Saturday 13 November 2010

Disk management with Logical Volume Manager (LVM)

There is a lot of documentation on how to use Logical Volume Manager (LVM) Online but I'd like to just go over how I've been using LVM to illustrate some of the strengths and weaknesses.

The initial driving issue which made LVM a killer app was for handling large disks. This one system had an older SCSI RAID attached which only supported 2TB drives (a limitation of 32bit LBA, I think) but the sum of the disks (14 x 300GB) was, well, bigger. The equipment basically let me carve the array into 2TB disks. Using LVM, I can add those Physical Volumes (PVs) to a Volume Group (VG) and create Logical Volumes (LV) of any size desired including, ultimately, the total capacity of the RAID.

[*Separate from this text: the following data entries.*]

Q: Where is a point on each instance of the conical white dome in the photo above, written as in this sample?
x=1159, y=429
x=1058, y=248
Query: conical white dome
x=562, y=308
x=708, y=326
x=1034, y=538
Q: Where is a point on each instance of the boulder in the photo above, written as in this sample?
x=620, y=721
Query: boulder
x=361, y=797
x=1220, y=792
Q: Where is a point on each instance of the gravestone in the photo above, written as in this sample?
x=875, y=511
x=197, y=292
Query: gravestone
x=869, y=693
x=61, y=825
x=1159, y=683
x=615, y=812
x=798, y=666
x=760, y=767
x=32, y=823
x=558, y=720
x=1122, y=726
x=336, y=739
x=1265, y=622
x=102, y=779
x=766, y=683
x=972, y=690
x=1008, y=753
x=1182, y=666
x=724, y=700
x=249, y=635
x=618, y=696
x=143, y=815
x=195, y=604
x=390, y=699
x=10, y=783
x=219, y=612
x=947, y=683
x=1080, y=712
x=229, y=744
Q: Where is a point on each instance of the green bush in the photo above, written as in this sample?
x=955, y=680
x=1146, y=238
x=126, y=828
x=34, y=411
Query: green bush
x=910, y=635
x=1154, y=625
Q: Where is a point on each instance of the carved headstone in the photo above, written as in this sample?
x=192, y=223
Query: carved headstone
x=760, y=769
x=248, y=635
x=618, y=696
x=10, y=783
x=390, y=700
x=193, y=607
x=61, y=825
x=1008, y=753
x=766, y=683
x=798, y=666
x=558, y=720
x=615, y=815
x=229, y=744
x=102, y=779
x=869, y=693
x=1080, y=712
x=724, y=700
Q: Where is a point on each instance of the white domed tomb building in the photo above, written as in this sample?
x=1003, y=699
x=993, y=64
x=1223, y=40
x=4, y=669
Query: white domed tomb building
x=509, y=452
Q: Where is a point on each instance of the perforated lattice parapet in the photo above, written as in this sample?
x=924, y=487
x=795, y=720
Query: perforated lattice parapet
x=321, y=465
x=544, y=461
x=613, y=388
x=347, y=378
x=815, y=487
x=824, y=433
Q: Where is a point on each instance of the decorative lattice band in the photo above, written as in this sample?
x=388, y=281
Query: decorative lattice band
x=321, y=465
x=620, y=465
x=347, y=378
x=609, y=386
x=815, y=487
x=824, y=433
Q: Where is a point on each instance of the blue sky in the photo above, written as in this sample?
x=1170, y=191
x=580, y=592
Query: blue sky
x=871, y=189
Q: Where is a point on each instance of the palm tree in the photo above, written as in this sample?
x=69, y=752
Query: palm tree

Another great feature of LVM is snapshots. Generally, a snapshot means you get a temporally fixed view of the file system for special purposes while general use continues unimpeded by storing the subsequent changes separately. So I can take a snapshot and then backup the snapshot which will assure that the filesystem (in the snapshot) is consistent from the time the backup starts to the time the backup finishes. Snapshots can also be used as a facility to simply roll-back files to a previous state. For example, I take a snapshot, run a test application which modifies a file, then restore that file from the snapshot to revert back.

However, LVM snapshots aren't as elegant as they are on some platforms. To create a snapshot, you must first have some unallocated space in your VG. You then allocate that space to the "snapshot" where disk changes since the snapshot can be stored. The bummer, man, is that this is a fixed amount of space you have to have on-hand and if it fills up, your "snapshot" device fails and if you had say a long backup running, you have to restart that backup. Even with this limitation, however, snapshots are still pretty useful. You can sortof figure out what the minimum size you need for a snapshot and ultimately, if you have snapshot space equal to the live system space, you're snapshot will never fill up.

The last feature I'd like to rant about is Online filesystem resizing. Now this is just absolutely great and very useful especially in concert with handling large volumes and managing snapshots. First of all, if you have a hardware RAID controller which lets you add drives and expand existing arrays as an Online operation, LVM is the layer which will let you expand your volumes to suit. There's two ways of doing this and first is to expand an existing block device (e.g. grow your sda from 1TB to 1.5TB) and you have to do this by modifying the partition table. This is slightly tricky but can be done online. The other way is by adding additional devices. Some RAID controllers (good ones) would let you add a second "logical disk" (or "virtual disk" depending on your vendor's jargon). If you add that additional disk, you simply initialize it as a new PV, add it to your VG and then add whatever you want to your LV.

Take the first example I had where the equipment would only allow 2TB devices. So first, you put all your disks in an array, and because you've got a lot of disks, maybe reserve 1 as a hot spare. So your total capacity is (14 disks - 1 hot spare - 1 for RAID-5 parity) * 300GB = 3600GB. You carve out your first LD and it's 2TB and appears in the OS as /dev/sda. Now generally, you should be putting a partition on your drives, to my knowledge, it's not required, but generally accepted that most disk applications will behave saner if they see a partition. Anyhow, so you've got /dev/sda1, so you initialize it (pvcreate /dev/sda1), you create a volume group (vgcreate myvgblah /dev/sda1), and you spin out your first LV (lvcreate -l 100%FREE -n mylv myvgblah). Hooray, you create your filesystem (mke2fs -j -L bigfs /dev/myvgblah/mylv) and mount it for regular use. Now sometime later you fill up that 2TB and realize that there's a pile of unused space. Well, you carve out another LD with the remaining 1.6TB which appears to the OS as /dev/sdb. Generally, I would expect this device to just show up, no rebooting or any crap like that. So you throw a partition on there, initialize the PV (pvcreate /dev/sdb1), add it to the existing volume group (pvextend myvgblah /dev/sdb1). With this free space, you can either add it all (lvextend -l 100%FREE /dev/myvgblah/mylv) or you could add it incrementally (lvextend -L +100G /dev/myvgblah/mylv) reserving free space for snapshots, additional LVs, and future growth.

Very handy to have all your disks in a pool (your VG) and be able to add logical drives (LVs), snapshot your drives, and incrementally expand your drives.